Pela importância da água até aqui já extensivamente exposta, voltam-se os estudos para o tema principal deste trabalho: A possibilidade do aproveitamento da água de drenagem de sub-solos de prédios.

Como um recurso deste, tão escasso e cuja exploração tem um custo altíssimo, com impactos ambientais significativos, pode ser descartado nos rebaixamentos de lençol freático nos edifícios com subsolo no distrito de Moema, em São Paulo.

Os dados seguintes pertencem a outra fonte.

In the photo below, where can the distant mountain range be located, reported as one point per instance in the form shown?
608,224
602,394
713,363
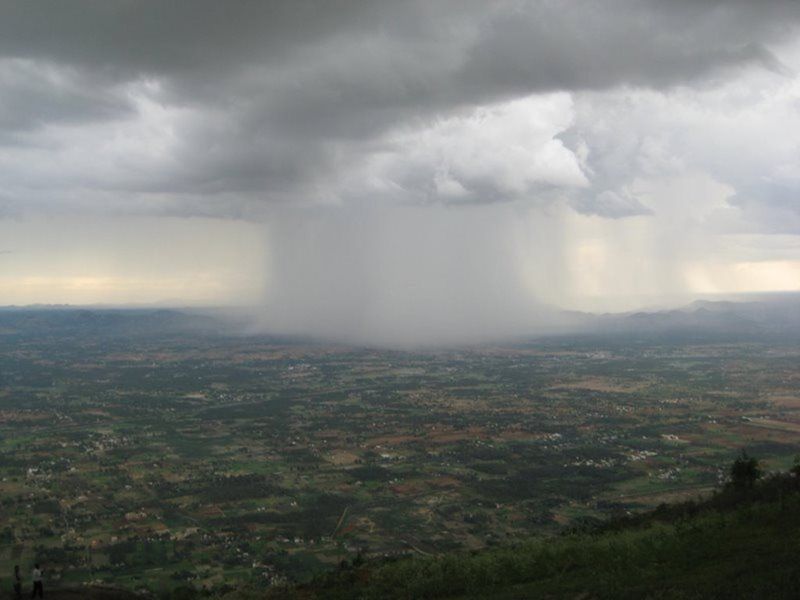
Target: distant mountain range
777,315
768,316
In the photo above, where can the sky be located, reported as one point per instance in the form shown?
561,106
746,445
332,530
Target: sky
399,171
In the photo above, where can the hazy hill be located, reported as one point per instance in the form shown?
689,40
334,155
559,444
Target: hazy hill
737,544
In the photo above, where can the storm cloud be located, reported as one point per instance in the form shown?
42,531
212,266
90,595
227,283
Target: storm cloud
417,119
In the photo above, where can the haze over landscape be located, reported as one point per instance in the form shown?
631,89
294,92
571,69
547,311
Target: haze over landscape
399,171
402,299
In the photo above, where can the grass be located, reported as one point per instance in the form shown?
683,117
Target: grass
735,544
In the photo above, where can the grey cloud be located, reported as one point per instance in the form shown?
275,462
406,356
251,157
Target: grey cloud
288,92
611,204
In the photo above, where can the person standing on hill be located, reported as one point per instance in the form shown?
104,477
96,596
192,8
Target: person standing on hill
37,582
17,583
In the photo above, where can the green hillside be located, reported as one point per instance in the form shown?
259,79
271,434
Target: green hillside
744,542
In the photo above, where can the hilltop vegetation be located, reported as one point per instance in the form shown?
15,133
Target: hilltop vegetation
740,543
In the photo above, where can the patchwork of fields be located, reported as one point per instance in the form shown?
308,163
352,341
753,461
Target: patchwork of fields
157,461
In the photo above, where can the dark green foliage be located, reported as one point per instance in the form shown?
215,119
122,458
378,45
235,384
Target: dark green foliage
732,545
745,471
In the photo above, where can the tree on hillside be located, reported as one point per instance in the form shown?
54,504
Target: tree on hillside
745,471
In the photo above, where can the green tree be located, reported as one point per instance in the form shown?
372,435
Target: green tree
745,471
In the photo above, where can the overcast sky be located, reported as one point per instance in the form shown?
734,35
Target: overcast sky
387,170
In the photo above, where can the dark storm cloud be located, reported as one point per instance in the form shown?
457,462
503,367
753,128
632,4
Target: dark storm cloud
283,94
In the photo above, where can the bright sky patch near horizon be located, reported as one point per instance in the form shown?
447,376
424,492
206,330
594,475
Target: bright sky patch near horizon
376,170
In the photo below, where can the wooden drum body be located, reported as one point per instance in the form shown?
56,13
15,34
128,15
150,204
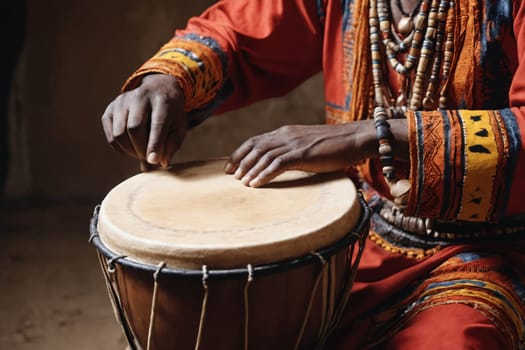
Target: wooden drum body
194,260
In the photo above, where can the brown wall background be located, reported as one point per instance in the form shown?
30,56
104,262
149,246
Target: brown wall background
77,53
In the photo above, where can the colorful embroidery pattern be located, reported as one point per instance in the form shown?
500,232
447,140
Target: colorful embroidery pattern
196,62
459,164
483,282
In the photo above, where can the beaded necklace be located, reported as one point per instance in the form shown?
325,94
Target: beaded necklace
427,52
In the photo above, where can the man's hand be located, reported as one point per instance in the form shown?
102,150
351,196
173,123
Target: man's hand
148,123
314,148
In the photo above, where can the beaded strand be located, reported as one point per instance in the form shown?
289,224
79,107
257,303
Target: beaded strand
427,53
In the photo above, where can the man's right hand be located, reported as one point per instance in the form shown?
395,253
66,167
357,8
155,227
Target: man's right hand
149,122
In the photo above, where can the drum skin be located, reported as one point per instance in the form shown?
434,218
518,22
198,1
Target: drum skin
277,302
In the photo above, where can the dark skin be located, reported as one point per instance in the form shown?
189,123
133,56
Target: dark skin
149,123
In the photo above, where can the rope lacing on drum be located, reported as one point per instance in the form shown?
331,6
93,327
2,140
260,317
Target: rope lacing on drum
204,305
312,296
246,311
112,261
153,310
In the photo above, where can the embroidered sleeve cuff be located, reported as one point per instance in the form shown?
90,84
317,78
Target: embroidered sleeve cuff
460,163
195,61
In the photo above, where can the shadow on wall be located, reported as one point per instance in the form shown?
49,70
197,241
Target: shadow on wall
77,54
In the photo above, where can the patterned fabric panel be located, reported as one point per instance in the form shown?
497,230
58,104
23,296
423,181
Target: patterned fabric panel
200,67
462,163
482,281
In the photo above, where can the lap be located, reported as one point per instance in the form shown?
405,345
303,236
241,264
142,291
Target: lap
448,327
466,300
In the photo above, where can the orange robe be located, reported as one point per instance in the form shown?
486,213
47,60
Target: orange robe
466,163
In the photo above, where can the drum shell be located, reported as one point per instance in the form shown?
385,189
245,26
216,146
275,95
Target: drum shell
277,306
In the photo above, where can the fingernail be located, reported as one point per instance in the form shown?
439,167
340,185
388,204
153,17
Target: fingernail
246,180
153,158
228,168
238,173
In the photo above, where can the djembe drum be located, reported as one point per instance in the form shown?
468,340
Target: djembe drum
194,260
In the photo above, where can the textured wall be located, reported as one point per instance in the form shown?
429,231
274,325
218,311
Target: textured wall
77,54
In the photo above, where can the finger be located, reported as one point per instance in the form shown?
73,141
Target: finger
120,135
174,141
262,163
279,165
145,166
158,132
137,128
107,124
235,158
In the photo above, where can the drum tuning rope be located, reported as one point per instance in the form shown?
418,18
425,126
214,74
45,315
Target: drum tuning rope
153,310
322,272
111,263
204,305
114,298
246,311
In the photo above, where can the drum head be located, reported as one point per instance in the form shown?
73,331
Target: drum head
194,214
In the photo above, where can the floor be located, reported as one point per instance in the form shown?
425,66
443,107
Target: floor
52,295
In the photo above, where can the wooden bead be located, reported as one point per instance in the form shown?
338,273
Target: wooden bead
405,25
400,191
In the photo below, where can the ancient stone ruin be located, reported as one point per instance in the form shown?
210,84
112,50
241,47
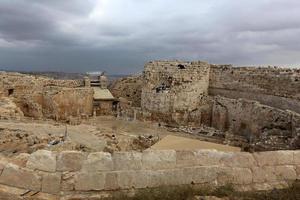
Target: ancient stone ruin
87,138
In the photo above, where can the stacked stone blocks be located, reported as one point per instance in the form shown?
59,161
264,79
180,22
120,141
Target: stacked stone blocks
71,171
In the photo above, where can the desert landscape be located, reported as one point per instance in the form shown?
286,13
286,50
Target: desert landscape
176,124
149,100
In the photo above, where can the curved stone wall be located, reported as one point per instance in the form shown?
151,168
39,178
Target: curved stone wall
72,172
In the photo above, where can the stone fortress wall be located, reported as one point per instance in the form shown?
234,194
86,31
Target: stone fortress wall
276,87
39,97
261,104
72,173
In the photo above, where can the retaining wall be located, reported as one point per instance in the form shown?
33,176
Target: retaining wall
276,87
71,172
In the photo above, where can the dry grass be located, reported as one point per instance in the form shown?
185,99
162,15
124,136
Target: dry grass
189,193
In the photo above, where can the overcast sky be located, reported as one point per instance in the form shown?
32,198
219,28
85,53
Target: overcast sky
119,36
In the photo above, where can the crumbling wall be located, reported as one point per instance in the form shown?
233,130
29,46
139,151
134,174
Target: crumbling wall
40,97
129,88
64,102
72,173
9,110
262,125
276,87
173,88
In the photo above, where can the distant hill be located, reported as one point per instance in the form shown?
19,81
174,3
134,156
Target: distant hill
65,75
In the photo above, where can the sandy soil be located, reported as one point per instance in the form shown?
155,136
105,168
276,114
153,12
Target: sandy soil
183,143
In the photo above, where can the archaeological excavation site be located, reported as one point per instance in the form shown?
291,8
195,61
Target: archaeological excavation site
176,124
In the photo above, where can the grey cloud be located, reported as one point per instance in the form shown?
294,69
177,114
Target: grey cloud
120,35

Para a execução deste estudo de caso, foi selecionada uma área no distrito de Moema (Subprefeitura da Vila Mariana), na zona sul de São Paulo, pelo fato deste distrito conter um número significativo de prédios com subsolos profundos, e ainda, porque é um exemplo de verticalização nas duas últimas décadas.

5.1 Histórico do bairro

O bairro de Moema teve origem, no final do século XIX, em uma parada de bonde, na linha que ligava os municípios de São Paulo e Santo Amaro. Essa linha de bondes cruzava uma área que na época pertencia a Joaquim Pedro Celestino, e a estação que lá existia se chamava “Moema”, palavra essa que foi utilizada com o significado de "doçura" no poema "Caramuru", de Santa Rita Durão (HORTA, 2009).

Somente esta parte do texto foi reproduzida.